Мне хочется выставить как можно меньше, но так, чтобы сфокусировать внимание. Например, дорожу участием в проектах Музея русского импрессионизма. На выставке Елены Киселевой, ученицы Репина, импрессионистки, очень любимой мною художницы, возле ее картины «Невесты. Троицын день» мы выставили костюмы из Воронежской губернии. Всего двух было достаточно, но рядом с живописью они сверкали как драгоценности. В рамках выставки «Журнал красивой жизни» одного наряда XIX века а-ля рюс было достаточно — этот костюм помог мне выстроить интригу, рассказать о дачной жизни как явлении русской культуры.

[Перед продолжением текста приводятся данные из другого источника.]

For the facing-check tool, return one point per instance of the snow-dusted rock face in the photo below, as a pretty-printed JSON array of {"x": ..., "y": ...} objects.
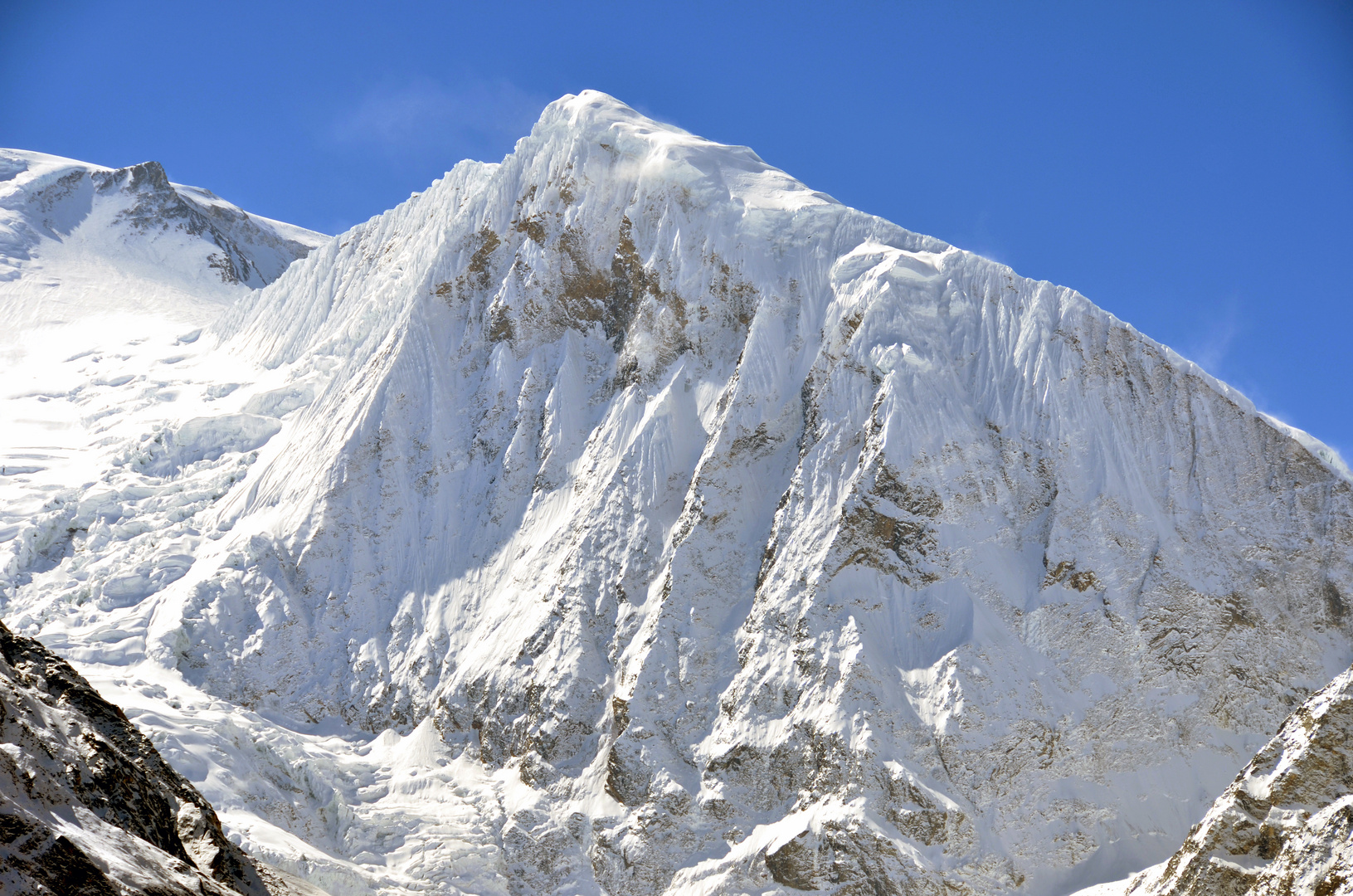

Я стараюсь показывать народный костюм так, чтобы он выглядел шедевром, не меньшей ценностью, чем живопись. Поэтому я придумал «медленное одевание».
Медленное одевание?
Я искал вариант показать подробно один костюм, прочитать его, перелистать, как книгу. Так родился этот жанр — «медленное одевание». На модель последовательно надеваю один предмет одежды за другим, рассказываю о них. Это может длиться полтора-два часа, а может и четыре — импровизационная форма, в которой аудитория не просто зрители, но создатели ритма разговора. Он длится ровно столько, пока интересен собравшимся. В какой-то степени «медленное одевание» наследует практикам, жившим в народной культуре: первое надевание взрослой одежды или сборы невесты. В таких случаях были участники и зрители, обязательный эксперт, мнение которого оценивающее и значимое. Даже сегодня, собираясь на праздник, деревенские жительницы не спешат выйти из дома, а ждут, когда зайдет подруга, оценит наряд, поправит, похвалит, а после вместе пойдут к третьей подруге, чтобы повторить этот важный ритуал общественного одобрения. Ведь наряжаемся мы не для себя, всякий костюм — высказывание, которое должно быть замечено.
На рубаху, поневу, на любую деталь можно смотреть с точки зрения художника, технолога, историка. И из каждого костюма извлекается множество разных сюжетов. Получается уникальное, неповторимое событие, почему я стараюсь, если можно, не записывать эти ивенты, оставлять их как живые, «аналоговые».